At Computex a couple of weeks ago, Qualcomm unveiled its next gen Snapdragon platform targeting “always-on” laptops. That came to us in the form of the interestingly named Snapdragon 850 – a mere 5 digits higher than the 845, a chip which currently graces top-end Android smartphones, such as the OnePlus 6, and Samsung Galaxy S9. Features-wise, both the Snapdragon 845 and 850 are nearly identical, but the latter will be clocked a bit higher to deliver better performance for laptop convertibles.

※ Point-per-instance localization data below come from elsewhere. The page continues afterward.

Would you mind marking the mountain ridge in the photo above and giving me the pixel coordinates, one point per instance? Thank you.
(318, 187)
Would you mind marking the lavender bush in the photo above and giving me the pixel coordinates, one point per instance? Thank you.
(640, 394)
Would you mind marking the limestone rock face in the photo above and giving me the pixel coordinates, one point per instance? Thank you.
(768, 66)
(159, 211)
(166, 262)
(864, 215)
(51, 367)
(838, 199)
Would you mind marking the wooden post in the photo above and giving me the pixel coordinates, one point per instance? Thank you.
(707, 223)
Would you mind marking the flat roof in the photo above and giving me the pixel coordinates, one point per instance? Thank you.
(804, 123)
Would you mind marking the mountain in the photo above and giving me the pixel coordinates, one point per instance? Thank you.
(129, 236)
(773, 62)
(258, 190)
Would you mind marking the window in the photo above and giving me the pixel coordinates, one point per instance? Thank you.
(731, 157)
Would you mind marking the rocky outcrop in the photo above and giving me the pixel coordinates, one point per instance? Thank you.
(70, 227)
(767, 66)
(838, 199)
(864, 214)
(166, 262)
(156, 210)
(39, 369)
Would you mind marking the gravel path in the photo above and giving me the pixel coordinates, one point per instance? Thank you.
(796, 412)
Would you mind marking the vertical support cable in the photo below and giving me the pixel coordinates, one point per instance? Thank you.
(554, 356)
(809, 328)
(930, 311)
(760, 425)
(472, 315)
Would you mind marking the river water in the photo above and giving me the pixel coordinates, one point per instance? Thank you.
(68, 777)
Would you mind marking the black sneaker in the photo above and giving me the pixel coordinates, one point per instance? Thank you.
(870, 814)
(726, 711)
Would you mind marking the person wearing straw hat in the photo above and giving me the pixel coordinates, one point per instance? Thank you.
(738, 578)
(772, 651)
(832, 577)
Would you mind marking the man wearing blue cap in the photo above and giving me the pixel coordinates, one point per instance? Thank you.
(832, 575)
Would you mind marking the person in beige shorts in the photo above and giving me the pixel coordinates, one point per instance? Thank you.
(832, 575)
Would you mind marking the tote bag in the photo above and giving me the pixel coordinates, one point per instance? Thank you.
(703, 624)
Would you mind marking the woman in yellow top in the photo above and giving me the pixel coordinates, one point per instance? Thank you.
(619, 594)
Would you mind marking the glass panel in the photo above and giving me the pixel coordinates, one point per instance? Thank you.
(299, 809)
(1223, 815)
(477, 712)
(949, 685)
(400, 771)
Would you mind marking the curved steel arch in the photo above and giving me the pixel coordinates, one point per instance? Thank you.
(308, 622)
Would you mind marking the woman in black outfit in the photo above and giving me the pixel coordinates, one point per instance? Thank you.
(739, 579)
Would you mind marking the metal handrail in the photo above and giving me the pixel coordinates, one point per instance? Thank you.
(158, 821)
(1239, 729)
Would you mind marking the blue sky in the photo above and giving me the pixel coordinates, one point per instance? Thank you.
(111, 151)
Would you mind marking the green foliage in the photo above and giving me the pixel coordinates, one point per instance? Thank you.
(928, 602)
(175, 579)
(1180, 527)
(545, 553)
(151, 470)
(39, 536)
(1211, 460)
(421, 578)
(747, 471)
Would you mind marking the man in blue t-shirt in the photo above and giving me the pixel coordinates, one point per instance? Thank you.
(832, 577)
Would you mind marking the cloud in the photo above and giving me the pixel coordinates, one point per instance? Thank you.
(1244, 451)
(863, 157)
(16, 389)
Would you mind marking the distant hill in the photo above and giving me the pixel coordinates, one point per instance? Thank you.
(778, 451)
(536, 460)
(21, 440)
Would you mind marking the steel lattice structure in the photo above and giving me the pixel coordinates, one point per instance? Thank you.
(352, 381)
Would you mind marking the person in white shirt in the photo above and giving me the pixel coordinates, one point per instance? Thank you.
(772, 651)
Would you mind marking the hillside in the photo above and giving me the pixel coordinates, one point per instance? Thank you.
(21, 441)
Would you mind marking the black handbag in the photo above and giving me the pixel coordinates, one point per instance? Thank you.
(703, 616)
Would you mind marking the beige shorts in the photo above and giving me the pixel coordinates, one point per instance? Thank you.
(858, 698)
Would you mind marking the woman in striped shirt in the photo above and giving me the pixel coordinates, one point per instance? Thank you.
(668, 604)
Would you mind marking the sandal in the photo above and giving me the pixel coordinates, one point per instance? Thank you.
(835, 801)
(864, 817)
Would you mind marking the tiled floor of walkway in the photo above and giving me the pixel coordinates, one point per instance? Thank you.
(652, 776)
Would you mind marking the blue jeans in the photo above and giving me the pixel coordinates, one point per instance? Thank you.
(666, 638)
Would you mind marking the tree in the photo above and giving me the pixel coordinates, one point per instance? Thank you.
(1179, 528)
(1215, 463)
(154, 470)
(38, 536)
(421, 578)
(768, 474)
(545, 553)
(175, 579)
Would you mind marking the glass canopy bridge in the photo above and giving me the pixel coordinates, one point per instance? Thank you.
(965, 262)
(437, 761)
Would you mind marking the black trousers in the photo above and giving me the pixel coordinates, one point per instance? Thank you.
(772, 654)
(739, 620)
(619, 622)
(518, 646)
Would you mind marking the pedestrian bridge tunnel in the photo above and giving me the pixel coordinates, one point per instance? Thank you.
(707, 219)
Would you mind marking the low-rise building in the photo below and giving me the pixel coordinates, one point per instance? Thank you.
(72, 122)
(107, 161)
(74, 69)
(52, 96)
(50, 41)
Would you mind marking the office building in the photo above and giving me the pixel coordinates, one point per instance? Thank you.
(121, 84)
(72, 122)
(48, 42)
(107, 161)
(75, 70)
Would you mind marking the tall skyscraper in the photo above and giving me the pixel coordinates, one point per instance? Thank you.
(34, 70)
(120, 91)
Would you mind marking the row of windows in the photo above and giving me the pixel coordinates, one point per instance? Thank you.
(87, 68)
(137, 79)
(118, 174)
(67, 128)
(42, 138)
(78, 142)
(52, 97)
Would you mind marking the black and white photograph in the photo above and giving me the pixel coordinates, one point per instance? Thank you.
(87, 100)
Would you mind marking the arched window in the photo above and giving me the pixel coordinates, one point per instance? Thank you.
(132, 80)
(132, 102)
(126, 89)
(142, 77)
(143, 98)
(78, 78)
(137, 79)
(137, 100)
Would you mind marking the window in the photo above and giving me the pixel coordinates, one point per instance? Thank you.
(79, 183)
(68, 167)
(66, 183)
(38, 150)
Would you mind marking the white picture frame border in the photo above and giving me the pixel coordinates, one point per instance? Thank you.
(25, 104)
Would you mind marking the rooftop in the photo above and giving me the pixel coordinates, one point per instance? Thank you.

What’s slated to offer even more performance apparently, however, is something called the Snapdragon 1000, a chip that has been enjoying its time in the rumormill spotlight these past few days. Whereas the 850 follows the 835 in always-on notebooks, and improves performance along-the-way, the 1000 series chips will be much more tuned for these notebooks, promising to offer Intel Y and U series levels of performance.
Over the past year, Intel has had to face renewed competition from AMD, and now, it won’t be able to escape a fight from Qualcomm. Recently, Qualcomm decided to pull the plug on its Centriq server processor line, although it’s still up-in-the-air if the company’s Arm-based many-core chips are gone for good. While that fleshes out, the mobile market beyond from smartphones, is where Qualcomm wants a big piece of the pie. With notebooks promising all-day battery life and ample performance to get your work done, the company seems to be on the right track.
With the Snapdragon 1000, built on a 7nm TSMC process, it’s believed that they will adhere to 4.5W and 15W TDPs. At the low-end, that likely aligns with a chip like the 845, at least if it’s clocked a bit higher, a la 850. The 15W TDP is interesting to think about for a mobile Arm processor, and while power draw alone doesn’t tell us everything we need to know, it’s clear that this platform will be much better tuned for notebook-esque workloads more than typical mobile SoCs are. It is also rumored to use Arms new Cortex-A76 architecture that we detailed here for you recently.
What sounds really tasty are the Snapdragon 1000’s test platform specs. It includes 16GB of LPDDR4X memory, along with dual 128GB UFS flash drives. Add to that gigabit LTE, and 802.11ad Wi-Fi, and we’re starting to see signs of a true Windows notebook platform without big caveats based around traditional extra low power Snapdragon technologies.